Despite their advantages, DSBCs pose several unresolved design challenges. First, although extensive research has demonstrated the benefits of color coding for visual search, existing studies have not addressed how color cues should be differentially assigned to various auxiliary visual elements (e.g., backgrounds vs. labels vs. scale lines) within DSBCs. Most prior work applies color globally rather than targeting specific elements, leaving it unclear whether different elements assume distinct and specialized roles in hierarchical alarm recognition. Unlike simple bar charts, DSBCs incorporate multiple auxiliary visual elements such as backgrounds, foregrounds, labels, and scale lines, each capable of conveying distinct color cues. However, the integration of multiple semantic thresholds makes color coding particularly complex, thereby increasing operators’ perceptual load and cognitive demands. From a color-coding perspective, relying on a single hue is insufficient to differentiate multiple categories adequately. Conversely, employing multiple hues or closely spaced color variations inevitably increases visual complexity and reduces color discriminability [6,7].

Second, DSBCs inherently combine dynamic and multi-level alarm conditions, yet much of the prior empirical evidence on color coding is derived from static or simplified stimuli.

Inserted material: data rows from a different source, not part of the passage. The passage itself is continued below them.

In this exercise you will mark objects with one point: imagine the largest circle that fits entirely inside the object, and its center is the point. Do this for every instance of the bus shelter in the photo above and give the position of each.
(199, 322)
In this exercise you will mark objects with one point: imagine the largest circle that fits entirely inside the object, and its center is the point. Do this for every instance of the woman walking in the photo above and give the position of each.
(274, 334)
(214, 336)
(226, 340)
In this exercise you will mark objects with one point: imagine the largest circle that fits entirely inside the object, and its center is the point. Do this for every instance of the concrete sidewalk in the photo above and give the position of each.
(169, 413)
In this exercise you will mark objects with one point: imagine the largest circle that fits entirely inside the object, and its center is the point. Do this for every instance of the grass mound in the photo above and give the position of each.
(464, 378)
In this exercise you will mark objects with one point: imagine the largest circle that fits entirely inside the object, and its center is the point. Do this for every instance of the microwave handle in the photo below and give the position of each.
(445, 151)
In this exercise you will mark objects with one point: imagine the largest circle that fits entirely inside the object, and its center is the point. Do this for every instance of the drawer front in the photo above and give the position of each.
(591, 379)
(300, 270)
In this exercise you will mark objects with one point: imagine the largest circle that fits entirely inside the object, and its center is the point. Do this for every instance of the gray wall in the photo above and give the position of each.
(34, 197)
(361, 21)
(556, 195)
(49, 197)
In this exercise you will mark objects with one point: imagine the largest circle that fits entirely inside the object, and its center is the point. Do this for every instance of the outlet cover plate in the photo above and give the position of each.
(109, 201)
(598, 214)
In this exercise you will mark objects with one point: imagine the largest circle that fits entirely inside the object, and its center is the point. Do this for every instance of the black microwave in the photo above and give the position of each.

This limits the generalizability of earlier findings to DSBCs, where semantic thresholds evolve over time and impose stronger demands on perceptual grouping and cognitive processing. Consequently, it remains unclear whether previously documented color-coding effects generalize to dynamic multi-level alarm environments. Previous studies have demonstrated that poorly structured or inconsistent color strategies (e.g., ambiguous hues or insufficient contrast) can reduce visual salience and impair recognition efficiency [8].

Third, although the semantic hierarchy of alarms interacts with spatial layout, the influence of DSBC orientation (horizontal vs. vertical) on semantic-level perception has not been systematically examined. Orientation is often constrained by interface layouts, yet it fundamentally shapes perceptual order by influencing reading direction, grouping tendencies, and eye-movement patterns [9]. However, existing research provides only limited evidence on how these orientation-driven perceptual processes affect the detection of hierarchical alarm levels, particularly in dynamic DSBCs.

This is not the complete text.